Read 11/22/63 if you want to read a King book. Under the Dome is alright but it completely falls apart at the end.
I just got done reading "The Miracle of St Anthony" , Adrian Wojwhateverthehellthisguyssnameis from Yahoo wrote it. It's a season spent with Bob Hurley and the St Anthony basketball team. I love books like this and being a guy with some Jersey City roots I was in it from the get go. About to start reading "The Card" it's about the most valuable baseball card in the world. Don't really know what to think going in but it seems interesting.
Didn't sift through the pages to see if these have been mentioned, but my recs are "The Devil in the White city" "Game of Thrones" About to start reading 'The Girl with the Dragon Tattoo' after seeing the movie.
"The Hunger Games" books (especially the first two) are very entertaining. Don't be turned off by the young-adult label. This is not "Twilight".
I thought it was pretty YA-ish, but I've only read the first book. Maybe not so much in some of the subject matter but the way the story played out and characterization was YA all the way. Seems like it has the potential to get really bad without the contest as the main story in the other 2 books.

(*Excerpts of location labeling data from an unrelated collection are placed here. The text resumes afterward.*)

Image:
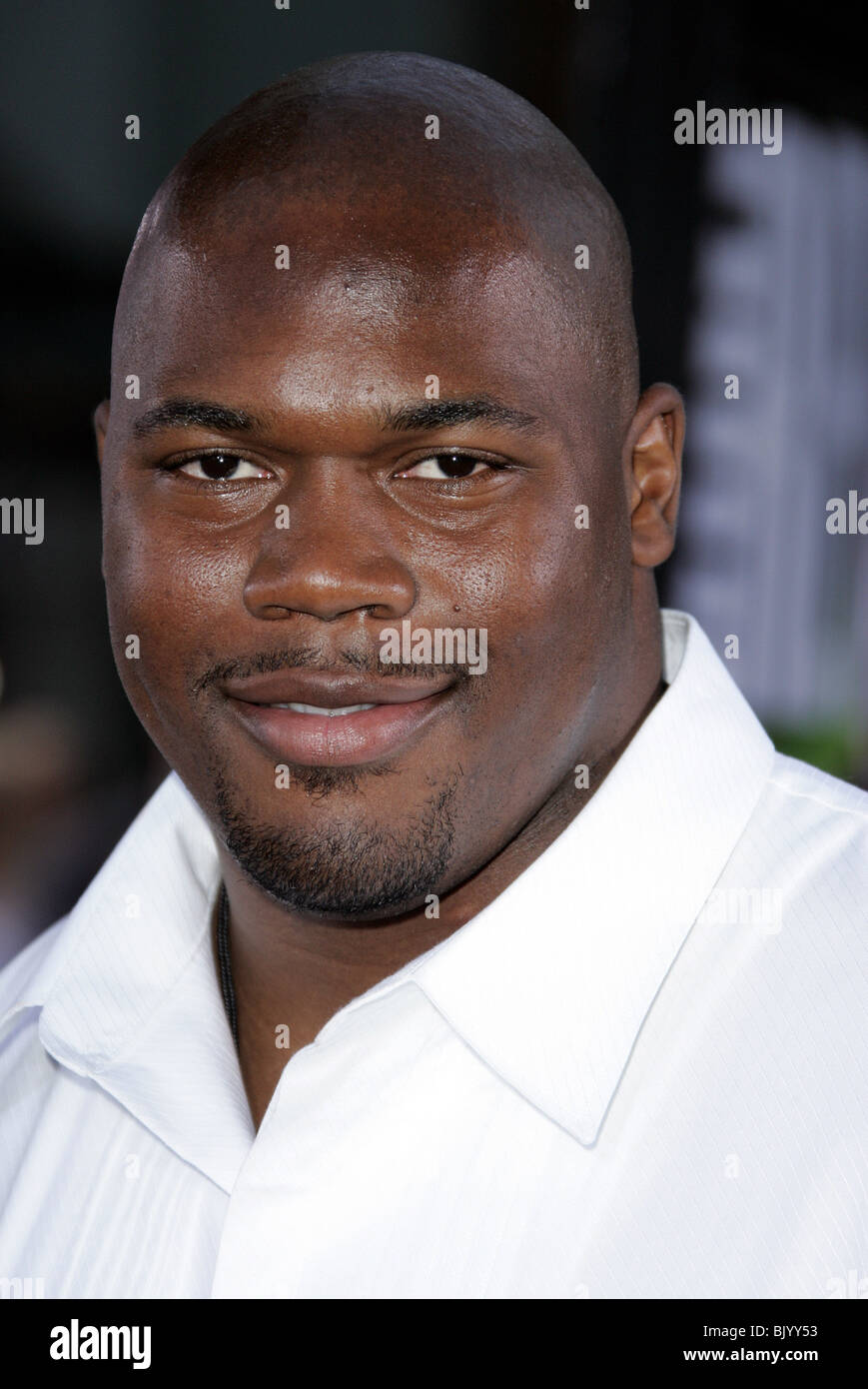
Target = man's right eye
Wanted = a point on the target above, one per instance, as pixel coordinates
(220, 467)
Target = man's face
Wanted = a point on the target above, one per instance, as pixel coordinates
(264, 565)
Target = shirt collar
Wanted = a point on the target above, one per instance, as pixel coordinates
(551, 981)
(548, 983)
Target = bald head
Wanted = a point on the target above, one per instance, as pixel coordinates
(346, 146)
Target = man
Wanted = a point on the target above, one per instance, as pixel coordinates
(540, 962)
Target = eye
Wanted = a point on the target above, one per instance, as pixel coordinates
(447, 467)
(220, 467)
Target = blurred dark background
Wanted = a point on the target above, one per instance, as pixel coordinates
(743, 263)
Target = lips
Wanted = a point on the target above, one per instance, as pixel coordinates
(316, 718)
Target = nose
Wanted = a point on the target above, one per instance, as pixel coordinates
(337, 556)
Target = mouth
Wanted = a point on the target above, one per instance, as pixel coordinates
(342, 721)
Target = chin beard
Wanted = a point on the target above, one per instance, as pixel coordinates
(344, 869)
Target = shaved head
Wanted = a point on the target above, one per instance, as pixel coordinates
(376, 373)
(344, 143)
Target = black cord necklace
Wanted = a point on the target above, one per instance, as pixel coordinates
(225, 961)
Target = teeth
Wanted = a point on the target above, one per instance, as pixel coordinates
(331, 712)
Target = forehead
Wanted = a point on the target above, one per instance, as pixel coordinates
(326, 303)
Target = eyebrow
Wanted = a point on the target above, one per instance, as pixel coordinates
(181, 413)
(436, 414)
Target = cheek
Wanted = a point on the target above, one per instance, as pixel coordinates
(173, 595)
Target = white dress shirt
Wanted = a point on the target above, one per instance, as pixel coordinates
(636, 1074)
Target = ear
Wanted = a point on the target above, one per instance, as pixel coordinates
(100, 428)
(653, 452)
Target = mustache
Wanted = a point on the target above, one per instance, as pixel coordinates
(313, 659)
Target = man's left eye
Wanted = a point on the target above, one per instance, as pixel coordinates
(221, 467)
(444, 467)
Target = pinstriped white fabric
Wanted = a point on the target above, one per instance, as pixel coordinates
(639, 1072)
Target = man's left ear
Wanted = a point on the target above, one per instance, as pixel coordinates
(653, 458)
(100, 427)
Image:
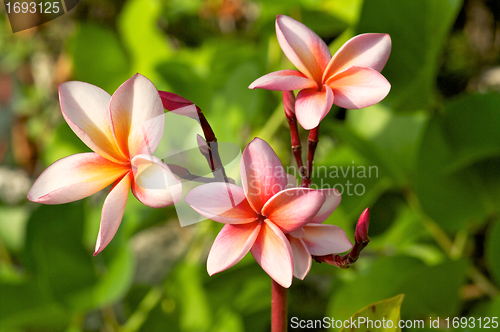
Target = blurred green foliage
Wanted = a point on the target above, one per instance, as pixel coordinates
(433, 146)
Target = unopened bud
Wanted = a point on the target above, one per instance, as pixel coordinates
(289, 104)
(361, 233)
(202, 145)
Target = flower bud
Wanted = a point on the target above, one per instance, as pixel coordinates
(361, 233)
(289, 104)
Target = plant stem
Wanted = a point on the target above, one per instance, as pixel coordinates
(312, 143)
(289, 106)
(213, 157)
(279, 312)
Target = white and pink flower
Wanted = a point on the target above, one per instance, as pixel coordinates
(259, 215)
(123, 130)
(350, 79)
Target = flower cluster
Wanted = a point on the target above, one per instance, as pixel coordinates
(280, 223)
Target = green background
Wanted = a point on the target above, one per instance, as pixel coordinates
(435, 142)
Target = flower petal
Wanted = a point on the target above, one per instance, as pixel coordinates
(154, 184)
(284, 80)
(231, 245)
(221, 202)
(137, 115)
(369, 50)
(332, 201)
(301, 258)
(293, 208)
(75, 177)
(112, 212)
(358, 87)
(312, 106)
(325, 239)
(85, 108)
(302, 47)
(262, 173)
(291, 181)
(274, 254)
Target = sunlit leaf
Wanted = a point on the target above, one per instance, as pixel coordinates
(379, 316)
(418, 29)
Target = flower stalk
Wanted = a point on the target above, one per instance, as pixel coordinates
(279, 308)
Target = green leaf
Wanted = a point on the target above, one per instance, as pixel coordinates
(395, 135)
(454, 179)
(25, 305)
(386, 311)
(427, 289)
(493, 250)
(98, 57)
(146, 44)
(55, 251)
(111, 286)
(13, 220)
(418, 29)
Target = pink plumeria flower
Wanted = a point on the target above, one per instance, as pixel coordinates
(349, 79)
(258, 216)
(122, 130)
(316, 239)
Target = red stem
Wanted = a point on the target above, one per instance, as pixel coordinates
(289, 106)
(279, 312)
(312, 143)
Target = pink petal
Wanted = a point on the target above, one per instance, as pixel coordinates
(312, 106)
(332, 201)
(172, 101)
(221, 202)
(302, 47)
(274, 254)
(284, 80)
(85, 108)
(369, 50)
(291, 181)
(301, 258)
(358, 87)
(231, 245)
(262, 173)
(75, 177)
(154, 184)
(325, 239)
(362, 227)
(112, 212)
(137, 116)
(293, 208)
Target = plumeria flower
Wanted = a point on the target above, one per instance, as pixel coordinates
(349, 79)
(258, 215)
(122, 130)
(316, 239)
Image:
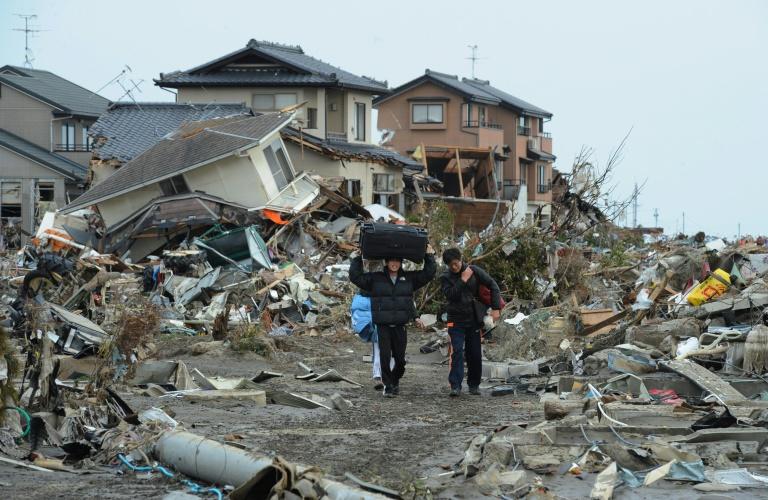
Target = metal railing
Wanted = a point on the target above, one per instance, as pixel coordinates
(336, 136)
(481, 124)
(73, 148)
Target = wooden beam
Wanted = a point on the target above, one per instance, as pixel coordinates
(424, 159)
(491, 167)
(461, 178)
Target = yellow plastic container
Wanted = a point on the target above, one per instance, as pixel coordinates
(715, 285)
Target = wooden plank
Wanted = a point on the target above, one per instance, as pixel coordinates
(705, 379)
(605, 322)
(461, 179)
(255, 396)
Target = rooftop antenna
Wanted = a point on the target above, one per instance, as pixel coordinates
(473, 58)
(28, 30)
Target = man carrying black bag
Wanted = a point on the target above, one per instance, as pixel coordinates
(391, 292)
(461, 285)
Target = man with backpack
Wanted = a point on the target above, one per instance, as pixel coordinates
(391, 294)
(462, 286)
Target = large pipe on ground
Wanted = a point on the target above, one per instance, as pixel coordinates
(217, 463)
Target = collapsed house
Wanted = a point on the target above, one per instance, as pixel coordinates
(236, 163)
(127, 129)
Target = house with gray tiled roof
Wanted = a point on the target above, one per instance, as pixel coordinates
(44, 142)
(444, 111)
(127, 129)
(269, 76)
(240, 159)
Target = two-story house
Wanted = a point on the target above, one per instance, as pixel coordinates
(333, 107)
(440, 109)
(44, 142)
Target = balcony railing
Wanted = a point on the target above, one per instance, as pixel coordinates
(336, 136)
(73, 148)
(481, 124)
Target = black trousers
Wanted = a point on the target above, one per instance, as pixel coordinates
(392, 343)
(465, 345)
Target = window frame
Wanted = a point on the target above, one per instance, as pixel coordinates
(428, 105)
(174, 185)
(360, 129)
(279, 164)
(390, 183)
(312, 118)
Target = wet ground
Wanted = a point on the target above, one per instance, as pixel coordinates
(405, 443)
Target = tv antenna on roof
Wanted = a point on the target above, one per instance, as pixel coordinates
(28, 30)
(473, 58)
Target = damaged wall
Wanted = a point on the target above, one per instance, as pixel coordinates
(313, 162)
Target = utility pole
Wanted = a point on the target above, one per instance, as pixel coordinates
(683, 223)
(634, 206)
(473, 58)
(27, 32)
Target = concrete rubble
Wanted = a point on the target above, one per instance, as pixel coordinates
(642, 360)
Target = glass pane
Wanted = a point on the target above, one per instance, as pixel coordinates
(419, 113)
(360, 121)
(285, 165)
(284, 100)
(263, 102)
(436, 113)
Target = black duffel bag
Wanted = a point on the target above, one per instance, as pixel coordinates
(379, 241)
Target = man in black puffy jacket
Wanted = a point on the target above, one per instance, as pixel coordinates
(461, 286)
(391, 292)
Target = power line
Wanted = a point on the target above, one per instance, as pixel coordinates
(473, 58)
(28, 31)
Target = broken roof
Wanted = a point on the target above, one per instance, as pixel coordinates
(353, 151)
(22, 147)
(130, 128)
(194, 145)
(268, 64)
(54, 90)
(472, 89)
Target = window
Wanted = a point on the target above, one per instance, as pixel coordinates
(67, 137)
(278, 163)
(86, 139)
(45, 191)
(427, 113)
(272, 102)
(359, 121)
(353, 188)
(174, 185)
(311, 117)
(284, 100)
(383, 183)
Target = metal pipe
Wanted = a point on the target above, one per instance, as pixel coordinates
(214, 462)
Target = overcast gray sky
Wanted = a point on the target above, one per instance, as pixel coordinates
(690, 78)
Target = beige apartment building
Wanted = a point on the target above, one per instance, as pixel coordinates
(44, 142)
(438, 109)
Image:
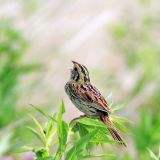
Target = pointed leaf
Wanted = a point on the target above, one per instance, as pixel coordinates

Game Change Started reading it. Really interesting for political junkies. Want to finish it before the HBO film.
http://www.amazon.com/Among-Other-T...1307/ref=sr_1_5?ie=UTF8&qid=1325304350&sr=8-5 If you don't like it, you can write your own book.
Got a Kindle recently and I've just finished: - The Gunslinger, Drawing of the Three, Waste Lands - Enders Game - Neuromancer - A Game of Thrones Loved all of them. Not sure what to get onto next, could continue either the Tower or Song of Ice and Fire series but feel like escaping either setting for a book. Might read the Stand.
Well, it's been mentioned in this thread -- Blood Meridian, by Cormac McCarthy. I'm about to finish it, and all I can say is: Holy Shit
I don't know if this has been mentioned, but the Jack Reacher series by Lee Child is great. I also like the recurring character John Corey by Nelson Demille. Both guys above are ex military/ ex cop and are independent guys solving things by their own methods which can be frowned upon. Jack Reacher character is a floater who happens to find small towns with problems, John Corey has been called in by police or is looped in that way. Also just started reading the Mitch Rapp character by Vince Flynn. Deals with current day Washington DC and the CIA, very interesting.
Good picks. Only one I haven't read is Enders Game series although I've been meaning too. Never finished the Dark Tower series, read all but the last one and just can't get into it for some reason. I recently read The Maze Runner and Blood Red Road, they are similar to The Hunger Games books but a little less love story. Blood Red Road has a bit, I suppose. Only issue with Blood Red Road is that it is written from the viewpoint of the main character who has no education whatsoever...so it's written with terrible grammar and spelling to kind of get you "into the mindset" type thing but sometimes it's just a distraction. I'm picking up a few more books I've heard good things about: The Line by Hall and The Last Thing I Remember by Klavan.
I actually didn't like Blood Meridian that much. Something about McCarthy's writing style just annoys me (I didn't like The Road very much either.) I love Game Change. The Palin stuff (which is all that's covered in the HBO film) actually doesn't do much for me because it's so obviously sourced entirely by Steve Schmidt and Nicole Wallace (who are coincidentally the protagonists on the Republican side,) but Halperin/Heileman's take on Hillary and especially John Edwards is fascinating. Two other books that I recently finished and loved: Showdown, by David Corn: Conservatives won't like it and I'm not entirely convinced of all of its anecdotes, but it's a compelling page turner on Obama's first term. Bacardi and the Long Fight for Cuba, by Tom Gjelten: An awesome book that history junkies will love. It's basically the history of Cuba, as told through the story of the Bacardi family which has been intricately involved in almost every Cuban financial and political development over the past 200 years. Really well researched, well written, and smart.
Snow Crash by Neal Stephenson. It's one of the best cyber-punk novels of all time and probably his best work overall although he has others well worth the read. The Black Company by Glen Cook. The chronicles of the last Free Company of Khatovar, a mercenary army at the beck and call of whomever will pay the freight. It's a fantasy novel that will entertain you and inevitably lead you into the 9 other books in the series. The best review I saw of it compared it to the chronicles of Easy Company in the Vietnam War but set in a world dominated by sorcery and grand political intrigues.